Newington implemented a complete “in kind” cell replacement in April 2009 when load tests indicated significant signs of capacity deterioration. Testing following the retrofit revealed similar deterioration rates for the new battery string; the plant opted to abandon VRLA technology in 2013.

First step in resolving the issue was to engage an engineering firm, in February 2014, to assist with battery sizing, bid specifications, and storage-room code compliance review for converting to a traditional flooded lead-calcium battery system. Equipment bids were received by late June and C&D Technologies Inc’s LCR-31 product was selected.

Also purchased: Two-tier seismic storage racks for use in UBC Zone-2B locations according to requirements set forth in the site’s design basis; EnviroGuard spill containment system with neutralization/absorbent pillows; two ventilation fans with duct-pressure switch; Sensidyne H2 monitors; and dual-channel controller to enable operator notifications via the DCS.

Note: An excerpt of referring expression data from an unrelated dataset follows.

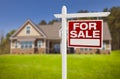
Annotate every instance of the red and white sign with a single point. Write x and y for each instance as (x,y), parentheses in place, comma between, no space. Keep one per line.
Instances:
(85,33)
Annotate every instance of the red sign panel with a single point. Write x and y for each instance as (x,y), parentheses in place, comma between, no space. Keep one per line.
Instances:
(85,33)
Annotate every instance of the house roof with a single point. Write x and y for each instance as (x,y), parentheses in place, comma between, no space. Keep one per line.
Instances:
(51,31)
(34,26)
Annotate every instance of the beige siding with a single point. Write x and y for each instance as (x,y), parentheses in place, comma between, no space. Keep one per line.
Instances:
(33,32)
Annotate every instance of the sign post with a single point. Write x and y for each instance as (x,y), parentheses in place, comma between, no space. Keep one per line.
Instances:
(64,17)
(85,33)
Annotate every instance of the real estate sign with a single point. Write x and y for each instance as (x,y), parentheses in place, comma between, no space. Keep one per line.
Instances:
(85,33)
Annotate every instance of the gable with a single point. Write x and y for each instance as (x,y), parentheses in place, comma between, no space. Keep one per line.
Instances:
(34,31)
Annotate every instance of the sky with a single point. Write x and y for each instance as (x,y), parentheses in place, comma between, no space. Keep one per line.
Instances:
(13,13)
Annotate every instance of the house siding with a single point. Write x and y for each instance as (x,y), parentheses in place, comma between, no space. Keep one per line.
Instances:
(22,51)
(49,35)
(33,32)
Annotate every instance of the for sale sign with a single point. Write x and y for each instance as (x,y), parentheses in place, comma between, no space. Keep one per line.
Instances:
(85,33)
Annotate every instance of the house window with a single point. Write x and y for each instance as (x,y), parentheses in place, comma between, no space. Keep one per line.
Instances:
(39,43)
(16,44)
(85,49)
(104,46)
(28,30)
(26,44)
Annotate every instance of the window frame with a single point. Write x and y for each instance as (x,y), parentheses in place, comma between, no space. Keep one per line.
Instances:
(28,30)
(39,43)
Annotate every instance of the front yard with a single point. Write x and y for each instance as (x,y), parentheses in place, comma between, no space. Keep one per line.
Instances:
(49,66)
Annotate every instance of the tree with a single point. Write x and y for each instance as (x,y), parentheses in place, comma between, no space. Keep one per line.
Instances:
(52,21)
(43,22)
(5,43)
(1,36)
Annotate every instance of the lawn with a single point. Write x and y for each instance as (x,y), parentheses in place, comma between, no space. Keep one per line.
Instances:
(49,66)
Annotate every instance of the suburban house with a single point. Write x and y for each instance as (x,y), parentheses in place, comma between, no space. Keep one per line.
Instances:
(31,39)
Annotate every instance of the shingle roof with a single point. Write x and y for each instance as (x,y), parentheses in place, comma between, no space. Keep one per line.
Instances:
(52,31)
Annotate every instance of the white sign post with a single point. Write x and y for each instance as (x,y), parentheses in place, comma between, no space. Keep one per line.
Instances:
(64,17)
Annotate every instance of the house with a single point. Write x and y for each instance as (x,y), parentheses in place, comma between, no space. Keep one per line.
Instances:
(45,39)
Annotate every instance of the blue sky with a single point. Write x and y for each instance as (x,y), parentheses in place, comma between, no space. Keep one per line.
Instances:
(13,13)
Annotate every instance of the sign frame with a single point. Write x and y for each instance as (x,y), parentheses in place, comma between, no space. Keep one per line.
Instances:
(86,46)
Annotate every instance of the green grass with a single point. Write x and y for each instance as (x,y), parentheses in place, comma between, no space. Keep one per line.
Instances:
(49,66)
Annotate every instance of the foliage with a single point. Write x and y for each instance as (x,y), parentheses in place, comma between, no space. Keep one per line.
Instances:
(52,21)
(5,43)
(43,22)
(114,24)
(49,66)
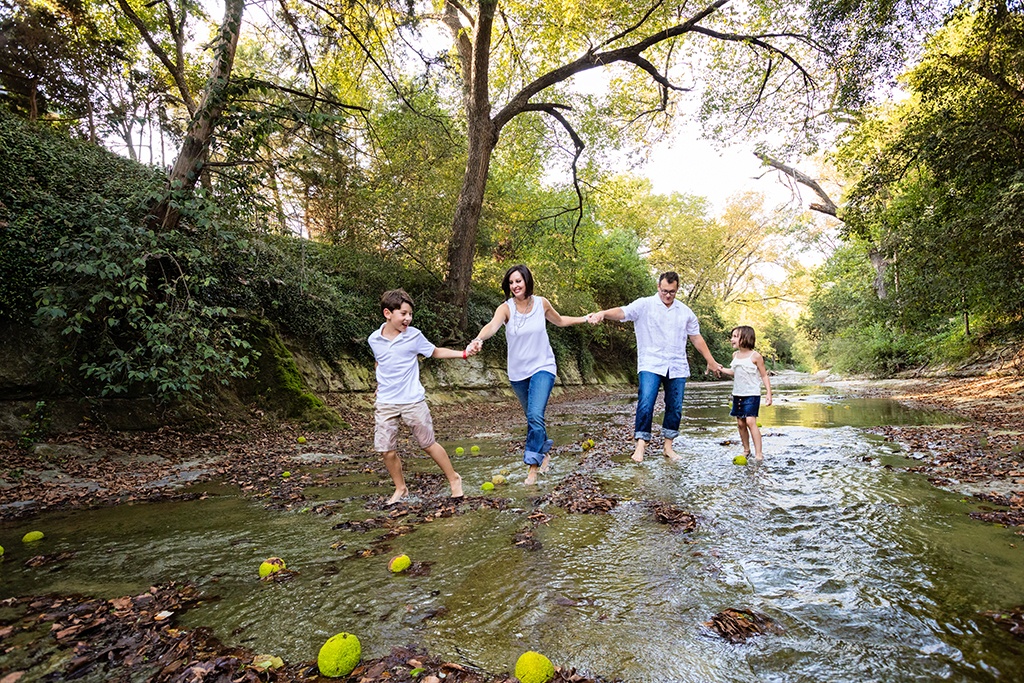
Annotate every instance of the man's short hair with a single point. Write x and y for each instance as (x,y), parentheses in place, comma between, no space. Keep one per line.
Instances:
(392,299)
(670,276)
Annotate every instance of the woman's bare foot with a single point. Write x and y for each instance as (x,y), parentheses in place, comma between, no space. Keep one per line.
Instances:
(456,486)
(670,453)
(397,496)
(638,452)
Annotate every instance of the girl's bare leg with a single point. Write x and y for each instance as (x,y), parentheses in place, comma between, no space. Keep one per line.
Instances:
(744,434)
(752,425)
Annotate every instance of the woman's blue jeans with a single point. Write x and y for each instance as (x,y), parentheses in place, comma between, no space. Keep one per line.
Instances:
(534,393)
(647,393)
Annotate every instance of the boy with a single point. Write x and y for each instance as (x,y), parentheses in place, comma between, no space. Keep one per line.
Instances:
(397,347)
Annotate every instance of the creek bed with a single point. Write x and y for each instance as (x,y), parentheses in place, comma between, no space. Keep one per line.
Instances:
(870,572)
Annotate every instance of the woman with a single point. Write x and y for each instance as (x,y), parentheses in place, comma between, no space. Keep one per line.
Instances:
(530,360)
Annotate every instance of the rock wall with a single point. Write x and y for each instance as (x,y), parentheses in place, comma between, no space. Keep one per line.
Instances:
(33,391)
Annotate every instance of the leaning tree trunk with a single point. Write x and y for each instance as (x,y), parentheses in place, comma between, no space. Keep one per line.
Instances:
(462,248)
(196,146)
(482,132)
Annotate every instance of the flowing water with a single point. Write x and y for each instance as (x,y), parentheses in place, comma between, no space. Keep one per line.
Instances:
(872,573)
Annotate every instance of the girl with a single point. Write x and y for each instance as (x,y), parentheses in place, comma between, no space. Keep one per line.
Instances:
(747,365)
(530,360)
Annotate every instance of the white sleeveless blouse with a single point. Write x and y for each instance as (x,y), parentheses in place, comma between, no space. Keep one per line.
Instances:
(747,378)
(526,336)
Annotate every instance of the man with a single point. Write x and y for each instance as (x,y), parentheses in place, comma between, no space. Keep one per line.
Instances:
(662,326)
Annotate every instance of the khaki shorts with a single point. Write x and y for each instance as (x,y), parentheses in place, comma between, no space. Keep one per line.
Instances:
(416,416)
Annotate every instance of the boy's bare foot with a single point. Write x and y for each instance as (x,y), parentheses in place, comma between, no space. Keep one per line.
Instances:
(638,452)
(456,486)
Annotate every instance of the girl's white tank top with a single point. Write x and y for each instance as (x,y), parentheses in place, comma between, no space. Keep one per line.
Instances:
(526,336)
(747,378)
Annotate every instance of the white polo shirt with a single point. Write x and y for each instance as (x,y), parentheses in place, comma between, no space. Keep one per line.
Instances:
(662,334)
(398,366)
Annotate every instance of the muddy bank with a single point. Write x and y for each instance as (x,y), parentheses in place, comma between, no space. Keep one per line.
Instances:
(98,468)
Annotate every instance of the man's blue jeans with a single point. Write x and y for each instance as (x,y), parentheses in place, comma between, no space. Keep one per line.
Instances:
(534,393)
(647,392)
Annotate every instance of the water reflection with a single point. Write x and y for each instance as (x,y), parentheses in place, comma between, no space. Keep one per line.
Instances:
(872,573)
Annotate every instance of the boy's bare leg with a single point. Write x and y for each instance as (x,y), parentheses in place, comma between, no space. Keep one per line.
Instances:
(744,434)
(638,452)
(439,456)
(752,425)
(669,453)
(393,464)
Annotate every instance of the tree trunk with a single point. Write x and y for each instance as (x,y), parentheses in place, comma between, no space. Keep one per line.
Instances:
(462,248)
(196,146)
(475,57)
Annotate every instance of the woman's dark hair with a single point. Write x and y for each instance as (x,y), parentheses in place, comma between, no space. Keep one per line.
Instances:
(527,279)
(747,336)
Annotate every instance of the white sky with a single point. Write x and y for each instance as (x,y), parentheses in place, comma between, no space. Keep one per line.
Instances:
(694,166)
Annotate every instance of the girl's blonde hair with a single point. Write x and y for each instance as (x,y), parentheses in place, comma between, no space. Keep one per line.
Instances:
(747,336)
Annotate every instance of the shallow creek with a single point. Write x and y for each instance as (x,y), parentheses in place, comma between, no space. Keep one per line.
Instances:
(871,573)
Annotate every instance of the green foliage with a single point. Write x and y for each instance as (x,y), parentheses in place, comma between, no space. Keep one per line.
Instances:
(280,382)
(131,303)
(39,424)
(46,177)
(936,204)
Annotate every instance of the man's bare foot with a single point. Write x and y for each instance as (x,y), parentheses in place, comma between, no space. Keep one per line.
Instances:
(638,453)
(456,486)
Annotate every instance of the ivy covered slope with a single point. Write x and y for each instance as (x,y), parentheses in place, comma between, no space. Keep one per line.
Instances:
(94,303)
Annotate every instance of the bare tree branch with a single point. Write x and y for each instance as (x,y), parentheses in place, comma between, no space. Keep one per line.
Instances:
(552,111)
(176,72)
(827,206)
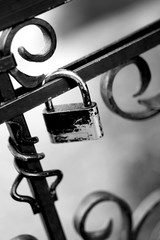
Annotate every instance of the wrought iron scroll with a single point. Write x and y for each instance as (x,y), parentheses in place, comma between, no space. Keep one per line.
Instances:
(21,144)
(88,67)
(14,103)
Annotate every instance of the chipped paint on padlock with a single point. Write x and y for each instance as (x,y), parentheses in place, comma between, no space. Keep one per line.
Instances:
(76,121)
(73,122)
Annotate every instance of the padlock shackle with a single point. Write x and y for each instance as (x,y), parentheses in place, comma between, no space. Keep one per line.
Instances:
(60,73)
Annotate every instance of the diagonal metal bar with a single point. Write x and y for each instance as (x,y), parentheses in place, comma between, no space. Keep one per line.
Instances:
(13,11)
(87,67)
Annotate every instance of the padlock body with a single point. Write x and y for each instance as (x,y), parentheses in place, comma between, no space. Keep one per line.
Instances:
(73,122)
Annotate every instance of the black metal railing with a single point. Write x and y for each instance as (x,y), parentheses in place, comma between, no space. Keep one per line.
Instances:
(34,91)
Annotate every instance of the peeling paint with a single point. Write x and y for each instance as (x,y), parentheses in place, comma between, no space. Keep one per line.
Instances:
(73,122)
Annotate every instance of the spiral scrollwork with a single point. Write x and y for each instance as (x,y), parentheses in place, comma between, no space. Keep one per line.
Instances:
(85,207)
(48,50)
(143,223)
(152,104)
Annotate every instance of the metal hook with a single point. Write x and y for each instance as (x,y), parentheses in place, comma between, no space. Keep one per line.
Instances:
(24,157)
(44,174)
(106,88)
(19,134)
(22,198)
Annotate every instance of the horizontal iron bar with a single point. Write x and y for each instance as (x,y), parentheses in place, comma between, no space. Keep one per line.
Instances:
(87,67)
(16,11)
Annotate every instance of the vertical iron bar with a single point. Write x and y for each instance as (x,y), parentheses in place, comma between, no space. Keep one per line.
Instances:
(39,187)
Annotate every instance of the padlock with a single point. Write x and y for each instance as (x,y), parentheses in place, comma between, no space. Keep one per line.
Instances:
(76,121)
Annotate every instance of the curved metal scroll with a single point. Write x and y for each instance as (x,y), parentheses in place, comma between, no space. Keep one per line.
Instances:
(85,207)
(145,223)
(106,88)
(48,50)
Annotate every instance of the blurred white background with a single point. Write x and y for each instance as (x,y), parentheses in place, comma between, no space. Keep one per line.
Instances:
(126,160)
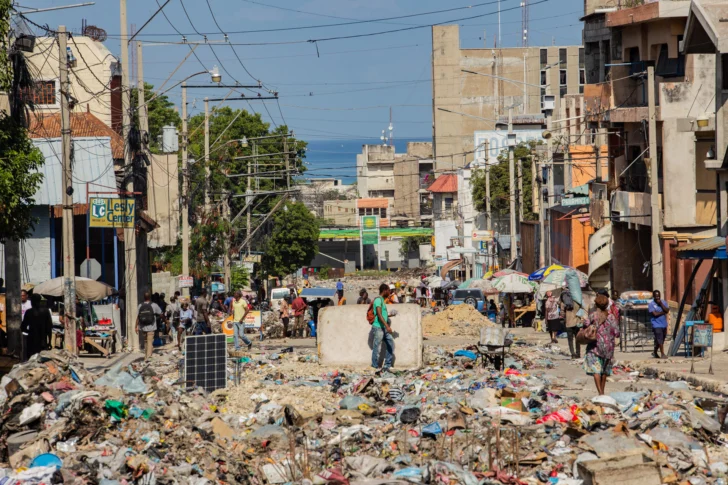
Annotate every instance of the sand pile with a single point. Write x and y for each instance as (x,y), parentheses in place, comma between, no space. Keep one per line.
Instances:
(456,321)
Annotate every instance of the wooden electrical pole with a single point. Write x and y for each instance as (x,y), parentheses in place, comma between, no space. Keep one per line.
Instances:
(207,156)
(658,282)
(512,188)
(185,194)
(130,254)
(69,261)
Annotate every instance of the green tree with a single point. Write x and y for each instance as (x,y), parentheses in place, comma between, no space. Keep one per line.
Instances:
(160,113)
(239,277)
(19,179)
(412,243)
(293,241)
(500,184)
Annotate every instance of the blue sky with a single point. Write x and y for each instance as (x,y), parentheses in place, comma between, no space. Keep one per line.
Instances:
(342,92)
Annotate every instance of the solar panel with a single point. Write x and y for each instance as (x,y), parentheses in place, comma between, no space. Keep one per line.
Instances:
(205,362)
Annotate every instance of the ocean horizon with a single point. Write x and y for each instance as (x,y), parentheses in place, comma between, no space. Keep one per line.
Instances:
(337,158)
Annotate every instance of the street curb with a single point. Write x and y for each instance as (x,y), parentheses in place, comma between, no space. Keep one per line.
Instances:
(707,383)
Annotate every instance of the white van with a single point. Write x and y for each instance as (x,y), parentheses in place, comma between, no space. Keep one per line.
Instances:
(276,297)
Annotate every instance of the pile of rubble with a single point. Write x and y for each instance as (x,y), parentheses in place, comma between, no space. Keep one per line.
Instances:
(455,321)
(291,420)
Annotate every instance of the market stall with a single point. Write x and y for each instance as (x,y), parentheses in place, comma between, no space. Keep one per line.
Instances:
(99,334)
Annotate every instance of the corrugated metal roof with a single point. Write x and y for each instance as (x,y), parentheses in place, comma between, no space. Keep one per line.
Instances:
(710,244)
(93,163)
(447,183)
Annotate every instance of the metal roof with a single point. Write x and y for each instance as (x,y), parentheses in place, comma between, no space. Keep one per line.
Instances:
(709,244)
(92,163)
(318,293)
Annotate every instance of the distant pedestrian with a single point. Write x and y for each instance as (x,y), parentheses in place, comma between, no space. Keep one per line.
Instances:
(553,320)
(381,330)
(240,311)
(363,297)
(285,314)
(572,322)
(600,353)
(340,289)
(299,307)
(37,328)
(25,303)
(202,316)
(658,312)
(147,313)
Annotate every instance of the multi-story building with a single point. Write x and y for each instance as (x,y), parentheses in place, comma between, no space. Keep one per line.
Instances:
(633,39)
(473,87)
(401,178)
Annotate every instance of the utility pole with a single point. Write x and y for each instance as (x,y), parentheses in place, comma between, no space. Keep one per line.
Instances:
(512,188)
(657,276)
(541,214)
(185,192)
(207,155)
(69,261)
(520,190)
(488,215)
(130,256)
(550,187)
(143,111)
(226,245)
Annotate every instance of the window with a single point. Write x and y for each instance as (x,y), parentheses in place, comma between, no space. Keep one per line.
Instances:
(44,93)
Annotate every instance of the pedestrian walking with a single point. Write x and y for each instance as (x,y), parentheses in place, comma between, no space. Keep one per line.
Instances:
(37,328)
(202,315)
(299,307)
(572,322)
(285,314)
(186,319)
(363,297)
(240,311)
(658,316)
(340,289)
(600,352)
(381,330)
(553,319)
(147,313)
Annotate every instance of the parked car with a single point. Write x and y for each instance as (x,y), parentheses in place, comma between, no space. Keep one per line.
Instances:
(474,297)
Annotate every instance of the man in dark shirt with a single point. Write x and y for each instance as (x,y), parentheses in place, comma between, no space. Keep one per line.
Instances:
(37,327)
(363,298)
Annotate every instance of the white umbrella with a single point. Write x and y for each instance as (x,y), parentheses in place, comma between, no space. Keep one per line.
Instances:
(86,288)
(513,283)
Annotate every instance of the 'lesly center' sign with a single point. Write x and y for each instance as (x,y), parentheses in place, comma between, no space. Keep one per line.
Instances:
(112,212)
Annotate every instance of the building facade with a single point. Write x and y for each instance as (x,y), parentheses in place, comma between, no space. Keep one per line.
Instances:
(464,103)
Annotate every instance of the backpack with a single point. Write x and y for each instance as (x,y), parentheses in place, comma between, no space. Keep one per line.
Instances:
(146,315)
(371,316)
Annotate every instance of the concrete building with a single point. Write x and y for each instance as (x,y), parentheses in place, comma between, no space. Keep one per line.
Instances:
(95,79)
(464,102)
(403,178)
(685,89)
(315,193)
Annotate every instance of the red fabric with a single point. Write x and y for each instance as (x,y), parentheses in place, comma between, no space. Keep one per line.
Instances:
(298,306)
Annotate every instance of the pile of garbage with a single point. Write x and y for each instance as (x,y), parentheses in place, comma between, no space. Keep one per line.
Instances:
(292,420)
(455,321)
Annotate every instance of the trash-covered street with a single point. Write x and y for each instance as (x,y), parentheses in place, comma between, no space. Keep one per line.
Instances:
(292,420)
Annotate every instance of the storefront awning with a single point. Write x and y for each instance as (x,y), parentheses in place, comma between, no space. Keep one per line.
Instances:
(711,248)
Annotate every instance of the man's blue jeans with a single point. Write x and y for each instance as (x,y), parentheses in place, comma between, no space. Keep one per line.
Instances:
(239,333)
(379,334)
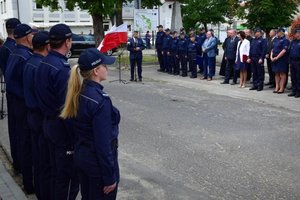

The ventilation ductwork, fans, fan controller, duct pressure switch, and redundant H2 monitors/controller were installed as an additional upgrade not required by code for this installation but installed as a best practice. Ventilation fan controls and feedback are integrated to the DCS along with continuous H2 concentration feedback to the DCS via a 4-20-mA loop.

The new battery string was installed during planned shutdown in October by a local contractor and tested. All results were acceptable, with rated capacity greater than 100% according to OEM and IEEE 450-2010 guidelines. Ventilation fans and ductwork had a full air balance to comply with the National Environmental Balancing Bureau.

Benefits of the retrofit, in addition to an increase in plant reliability and safety, include these:

1.) Eliminate the potential for premature cell failures and loss of battery power because of failed cells not identified until load is applied. The expected life of traditional flooded lead-calcium acid batteries is approximately 20 years which far exceeds the nominal five-year life experienced with VRLA technology.

2.) New positive ventilation system for the battery storage area provides a slightly negative draft in the room to mitigate any hydrogen accumulation. With the redundant hydrogen gas sensors installed and wired to provide feedback to DCS for operator awareness, this is a significant safety enhancement.

3.) Eliminate costs associated with testing VRLA batteries every two years; tests of the new system are conducted at five-year intervals.